Thanks! That's all I asked for. I don't understand why Doug thought that
citing a section of CSS 2.1 was a way to correct my (mistakenly)
impression that tab stops weren't defined in HTML. And I agree about the
less-than-encouraging part! Frankly, tab stops set every n characters
are rarely of any particular use anyway. Any time you have columns of
varying lengths--especially if they can vary by more than the number of
spaces to which the tab stop is equivalent, tabs really give you little
in the way of column alignment.
 
D

Doug Miller

Ben said:
Doug Miller wrote:
Oh, I see. Apparently you think tab stops didn't exist prior to CSS 2.1.
<sigh/> I said in the first place that tab stops aren't defined in HTML,
so OBVIOUSLY THAT'S WHAT I THOUGHT. Then you responded by telling me
that they were defined IN CSS 2.1 which is, by all reason either (a) an
amplification, by which you were confirming that they weren't in HTML,
and it was CSS that provided them, or (b) a complete non sequitur.

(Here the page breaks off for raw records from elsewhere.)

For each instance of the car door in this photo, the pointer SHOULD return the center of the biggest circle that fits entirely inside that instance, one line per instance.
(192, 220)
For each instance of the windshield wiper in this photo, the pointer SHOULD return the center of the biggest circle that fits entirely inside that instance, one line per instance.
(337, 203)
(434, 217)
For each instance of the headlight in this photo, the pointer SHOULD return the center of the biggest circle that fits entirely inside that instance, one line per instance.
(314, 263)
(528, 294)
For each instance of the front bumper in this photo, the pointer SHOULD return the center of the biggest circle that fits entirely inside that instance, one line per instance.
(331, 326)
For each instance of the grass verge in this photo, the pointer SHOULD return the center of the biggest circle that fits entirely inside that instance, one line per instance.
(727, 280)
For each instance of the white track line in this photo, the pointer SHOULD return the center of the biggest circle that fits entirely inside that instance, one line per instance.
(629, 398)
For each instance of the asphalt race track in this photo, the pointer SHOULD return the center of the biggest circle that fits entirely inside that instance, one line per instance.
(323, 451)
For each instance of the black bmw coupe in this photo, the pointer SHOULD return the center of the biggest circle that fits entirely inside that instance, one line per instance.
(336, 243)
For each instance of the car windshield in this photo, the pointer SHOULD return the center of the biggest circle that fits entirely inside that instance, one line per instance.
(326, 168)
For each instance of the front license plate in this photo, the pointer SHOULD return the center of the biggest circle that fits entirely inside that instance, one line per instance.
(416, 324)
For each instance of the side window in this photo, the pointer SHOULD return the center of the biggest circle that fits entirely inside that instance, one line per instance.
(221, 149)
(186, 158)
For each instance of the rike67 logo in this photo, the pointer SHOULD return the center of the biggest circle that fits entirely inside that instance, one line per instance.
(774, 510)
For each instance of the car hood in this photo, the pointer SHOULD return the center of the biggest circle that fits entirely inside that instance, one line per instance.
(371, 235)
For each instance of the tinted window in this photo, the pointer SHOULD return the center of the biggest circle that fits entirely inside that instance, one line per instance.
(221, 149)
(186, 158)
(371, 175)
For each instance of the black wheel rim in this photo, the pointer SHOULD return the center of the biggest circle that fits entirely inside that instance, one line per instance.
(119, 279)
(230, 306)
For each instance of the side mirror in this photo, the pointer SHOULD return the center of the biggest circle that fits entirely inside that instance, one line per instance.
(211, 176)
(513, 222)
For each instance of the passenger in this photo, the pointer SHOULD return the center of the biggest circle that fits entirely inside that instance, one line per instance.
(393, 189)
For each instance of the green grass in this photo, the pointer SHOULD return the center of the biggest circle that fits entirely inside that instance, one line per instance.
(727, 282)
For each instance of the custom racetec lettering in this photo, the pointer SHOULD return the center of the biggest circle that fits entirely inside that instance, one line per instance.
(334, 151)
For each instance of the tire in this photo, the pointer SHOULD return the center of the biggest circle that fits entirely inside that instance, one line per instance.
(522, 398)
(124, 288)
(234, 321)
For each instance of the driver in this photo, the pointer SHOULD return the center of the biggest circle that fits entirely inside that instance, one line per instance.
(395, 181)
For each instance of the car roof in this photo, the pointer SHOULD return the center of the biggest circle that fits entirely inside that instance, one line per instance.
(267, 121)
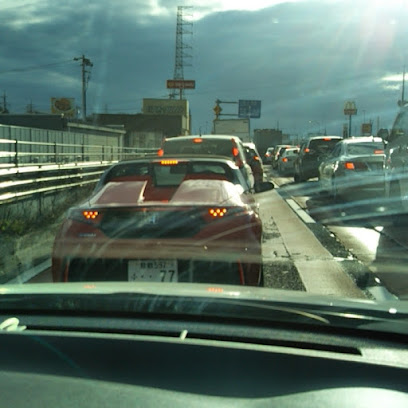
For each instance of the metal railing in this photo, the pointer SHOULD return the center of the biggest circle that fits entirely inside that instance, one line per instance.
(30, 168)
(16, 153)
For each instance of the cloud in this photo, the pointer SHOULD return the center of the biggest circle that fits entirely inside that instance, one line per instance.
(302, 59)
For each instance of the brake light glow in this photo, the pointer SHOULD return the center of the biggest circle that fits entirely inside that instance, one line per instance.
(168, 162)
(90, 215)
(217, 212)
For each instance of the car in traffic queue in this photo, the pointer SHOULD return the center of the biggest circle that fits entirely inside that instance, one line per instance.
(286, 162)
(356, 163)
(279, 149)
(311, 154)
(269, 154)
(255, 161)
(211, 145)
(396, 160)
(166, 219)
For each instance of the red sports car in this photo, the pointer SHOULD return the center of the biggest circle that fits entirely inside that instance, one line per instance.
(162, 221)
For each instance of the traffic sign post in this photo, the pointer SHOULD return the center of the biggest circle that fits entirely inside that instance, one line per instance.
(249, 109)
(180, 84)
(350, 109)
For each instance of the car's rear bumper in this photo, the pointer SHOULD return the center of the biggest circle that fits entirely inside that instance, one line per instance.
(210, 262)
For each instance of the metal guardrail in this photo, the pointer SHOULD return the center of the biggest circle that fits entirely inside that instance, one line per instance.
(32, 168)
(15, 153)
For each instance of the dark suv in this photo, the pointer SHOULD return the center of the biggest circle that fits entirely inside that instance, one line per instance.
(211, 145)
(311, 154)
(396, 159)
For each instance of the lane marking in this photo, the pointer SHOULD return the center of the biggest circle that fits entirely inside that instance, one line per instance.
(30, 273)
(304, 216)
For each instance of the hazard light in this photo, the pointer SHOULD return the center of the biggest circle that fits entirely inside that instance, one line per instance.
(90, 215)
(217, 212)
(168, 162)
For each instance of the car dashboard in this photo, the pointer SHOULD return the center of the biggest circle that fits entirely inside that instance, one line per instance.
(69, 360)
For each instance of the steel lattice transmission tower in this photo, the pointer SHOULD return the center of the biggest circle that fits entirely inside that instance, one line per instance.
(184, 48)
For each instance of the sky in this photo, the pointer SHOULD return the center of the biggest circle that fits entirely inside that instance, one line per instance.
(302, 59)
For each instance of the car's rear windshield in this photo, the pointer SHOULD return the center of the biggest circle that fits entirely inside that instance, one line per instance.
(364, 148)
(168, 173)
(220, 147)
(323, 145)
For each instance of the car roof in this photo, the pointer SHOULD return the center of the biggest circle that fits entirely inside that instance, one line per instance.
(211, 137)
(363, 139)
(325, 137)
(182, 157)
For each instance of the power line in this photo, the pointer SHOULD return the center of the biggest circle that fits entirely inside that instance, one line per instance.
(32, 68)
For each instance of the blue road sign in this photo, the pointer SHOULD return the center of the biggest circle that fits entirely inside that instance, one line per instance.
(249, 109)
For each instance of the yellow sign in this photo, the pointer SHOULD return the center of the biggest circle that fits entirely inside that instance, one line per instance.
(167, 107)
(217, 109)
(65, 106)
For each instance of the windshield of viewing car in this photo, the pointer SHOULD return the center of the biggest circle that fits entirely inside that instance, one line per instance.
(114, 114)
(361, 149)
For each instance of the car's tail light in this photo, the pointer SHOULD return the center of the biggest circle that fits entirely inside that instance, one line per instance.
(90, 214)
(86, 216)
(355, 166)
(217, 212)
(168, 162)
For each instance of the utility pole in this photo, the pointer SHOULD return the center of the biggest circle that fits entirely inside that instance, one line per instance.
(5, 110)
(183, 47)
(85, 62)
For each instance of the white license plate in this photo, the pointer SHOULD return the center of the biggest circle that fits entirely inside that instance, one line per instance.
(153, 270)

If you wish to insist that they are provided by HTML, then why don't you
show us where in the *H*T*M*L* spec they are defined, instead of where
in the C*S*S spec they are defined? Unless they are defined in the HTML
spec, THEY ARE NOT PART OF HTML.

They do get a mention in the HTML spec, in the section about PRE:

The horizontal tab character (decimal 9 in [ISO10646] [p.353] and
[ISO88591] [p.354] ) is usually interpreted by visual user agents as
the smallest non-zero number of spaces necessary to line characters
up along tab stops that are every 8 characters. We strongly
discourage using horizontal tabs in preformatted text since it is
common practice, when editing, to set the tab-spacing to other
values, leading to misaligned documents.

But it's less encouraging for would-be tab users than what we find in
the CSS spec.

Thanks! That's all I asked for. I don't understand why Doug thought that
citing a section of CSS 2.1 was a way to correct my (mistakenly)
impression that tab stops weren't defined in HTML.

Ummmm.... go back and read that again. I am not the one who cited a section of
CSS 2.1. That was someone else.
 
D

Doug Miller

<sigh/> I said in the first place that tab stops aren't defined in HTML,
so OBVIOUSLY THAT'S WHAT I THOUGHT. Then you responded by telling me
that they were defined IN CSS 2.1

No, I didn't. Pay attention to the attributions.